American basketball player

Thomas Rutherford (born January 9, 1997) is an American professional basketball player for Riesen Ludwigsburg of the Basketball Bundesliga (BBL). Listed at 6 ft 8.3 in and 240 lbs, he plays the center position. He played college basketball for the UC Irvine Anteaters.

==College career==
After graduating Grossmont High School, Rutherford played with the UC Irvine Anteaters men's basketball team from 2016 to 2020. He was a first-team All-Big West in 2018.

==Professional career==
Rutherford started his professional career in 2020, when he played his rookie season with Racing Luxembourg in the Luxembourg League. He averaged a double-double of 19.7 points and a league-leading 16.5 rebounds per game.

In the 2021–22 season, Rutherford played in Switzerland for Starwings Basel. He averaged 15.3 points and a league-leading 11.4 rebounds per game in the Swiss Basketball League (SBL).

On August 22, 2022, Rutherford signed with Dutch club ZZ Leiden of the BNXT League. With Leiden, he won the Dutch Cup, Dutch League and BNXT championship in the 2022–23 season. In Game 5 of the Dutch League finals, Rutherford scored the decisive two free-throws that sealed Leiden's fifth national title. He was also named Dutch Finals MVP after the series.
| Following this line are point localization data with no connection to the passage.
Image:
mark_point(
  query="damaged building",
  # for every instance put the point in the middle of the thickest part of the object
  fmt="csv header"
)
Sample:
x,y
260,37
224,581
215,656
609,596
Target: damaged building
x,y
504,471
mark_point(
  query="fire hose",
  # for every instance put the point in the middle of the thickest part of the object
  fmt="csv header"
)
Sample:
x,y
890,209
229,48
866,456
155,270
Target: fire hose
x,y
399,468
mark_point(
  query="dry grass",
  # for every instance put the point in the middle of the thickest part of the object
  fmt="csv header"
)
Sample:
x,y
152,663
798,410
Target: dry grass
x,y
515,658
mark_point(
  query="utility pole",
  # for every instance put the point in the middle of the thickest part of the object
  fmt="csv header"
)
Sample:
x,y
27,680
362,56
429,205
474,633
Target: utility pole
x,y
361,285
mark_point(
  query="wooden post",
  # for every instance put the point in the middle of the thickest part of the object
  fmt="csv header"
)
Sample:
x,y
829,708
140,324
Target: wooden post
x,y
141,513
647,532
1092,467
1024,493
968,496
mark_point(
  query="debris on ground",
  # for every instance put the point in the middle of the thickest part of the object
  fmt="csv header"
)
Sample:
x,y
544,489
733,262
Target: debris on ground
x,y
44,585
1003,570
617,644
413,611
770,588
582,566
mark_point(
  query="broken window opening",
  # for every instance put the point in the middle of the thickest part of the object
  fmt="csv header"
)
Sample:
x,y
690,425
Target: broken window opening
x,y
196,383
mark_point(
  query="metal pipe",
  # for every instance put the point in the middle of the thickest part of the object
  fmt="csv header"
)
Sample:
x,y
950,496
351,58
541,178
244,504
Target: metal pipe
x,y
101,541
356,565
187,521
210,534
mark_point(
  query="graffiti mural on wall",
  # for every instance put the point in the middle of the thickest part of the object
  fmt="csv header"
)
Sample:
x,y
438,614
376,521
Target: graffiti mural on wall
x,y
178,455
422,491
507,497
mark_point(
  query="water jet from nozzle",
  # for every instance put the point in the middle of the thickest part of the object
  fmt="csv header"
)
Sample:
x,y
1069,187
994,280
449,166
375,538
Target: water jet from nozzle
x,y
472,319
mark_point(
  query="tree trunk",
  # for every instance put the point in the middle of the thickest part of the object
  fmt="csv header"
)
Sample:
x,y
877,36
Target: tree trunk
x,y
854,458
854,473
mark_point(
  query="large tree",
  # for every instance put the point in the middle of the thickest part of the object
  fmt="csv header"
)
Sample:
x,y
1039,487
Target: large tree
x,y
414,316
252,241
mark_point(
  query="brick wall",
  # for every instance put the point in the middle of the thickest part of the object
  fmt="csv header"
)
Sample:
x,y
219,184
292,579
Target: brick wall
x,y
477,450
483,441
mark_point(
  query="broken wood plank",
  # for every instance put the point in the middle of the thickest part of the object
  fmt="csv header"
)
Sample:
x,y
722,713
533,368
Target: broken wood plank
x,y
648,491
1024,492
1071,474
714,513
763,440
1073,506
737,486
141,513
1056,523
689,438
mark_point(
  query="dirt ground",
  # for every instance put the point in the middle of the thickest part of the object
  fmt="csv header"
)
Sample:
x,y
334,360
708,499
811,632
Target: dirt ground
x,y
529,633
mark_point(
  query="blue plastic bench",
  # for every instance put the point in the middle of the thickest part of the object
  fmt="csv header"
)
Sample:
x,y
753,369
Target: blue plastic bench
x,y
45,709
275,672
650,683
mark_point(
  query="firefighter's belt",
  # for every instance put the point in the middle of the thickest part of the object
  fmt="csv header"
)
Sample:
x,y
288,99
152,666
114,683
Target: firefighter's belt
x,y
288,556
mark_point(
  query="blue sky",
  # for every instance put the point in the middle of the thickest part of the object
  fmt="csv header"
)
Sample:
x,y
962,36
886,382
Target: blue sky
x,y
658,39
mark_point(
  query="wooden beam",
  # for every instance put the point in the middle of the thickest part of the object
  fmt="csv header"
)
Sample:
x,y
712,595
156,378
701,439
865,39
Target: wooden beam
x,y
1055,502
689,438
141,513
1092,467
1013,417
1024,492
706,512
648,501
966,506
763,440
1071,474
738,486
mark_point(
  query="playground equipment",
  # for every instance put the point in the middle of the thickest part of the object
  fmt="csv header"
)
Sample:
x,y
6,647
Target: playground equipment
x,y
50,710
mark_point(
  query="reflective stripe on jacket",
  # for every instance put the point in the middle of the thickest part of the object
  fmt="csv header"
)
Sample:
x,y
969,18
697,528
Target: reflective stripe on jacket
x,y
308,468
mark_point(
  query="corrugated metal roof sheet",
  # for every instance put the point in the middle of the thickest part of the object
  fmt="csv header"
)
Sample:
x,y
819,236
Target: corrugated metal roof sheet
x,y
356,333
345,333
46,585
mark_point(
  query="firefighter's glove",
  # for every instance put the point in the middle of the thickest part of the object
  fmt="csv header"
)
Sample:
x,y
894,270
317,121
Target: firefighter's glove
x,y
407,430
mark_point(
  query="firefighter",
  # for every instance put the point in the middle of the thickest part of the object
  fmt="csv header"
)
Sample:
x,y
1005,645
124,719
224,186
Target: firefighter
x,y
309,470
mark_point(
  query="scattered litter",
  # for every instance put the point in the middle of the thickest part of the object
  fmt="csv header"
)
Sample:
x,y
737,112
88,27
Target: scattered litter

On August 2, 2023, Rutherford signed with Neptūnas Klaipėda of the Lithuanian Basketball League (LKL).

On October 26, 2024, Rutherford joined the Santa Cruz Warriors after being selected in the 2024 NBA G League draft. However, he was waived on November 6 and on December 6, he joined the South Bay Lakers, but was waived on December 13.

On January 11, 2025, Rutherford joined the Motor City Cruise.

On August 13, 2025, it was announced that Rutherford will join Estonian club Kalev of the Korvpalli Meistriliiga for the 2025–26 season.

On February 24, 2026, Rutherford signed with Jonava Hipocredit of the Lithuanian Basketball League (LKL).

On August 24, 2026, Rutherford signed a two-month contract with Riesen Ludwigsburg of the Basketball Bundesliga (BBL), with an option to extend it for the remainder of the season.

==Personal life==
Rutherford has an older brother and an older sister. He studied civil engineering at the University of California, Irvine.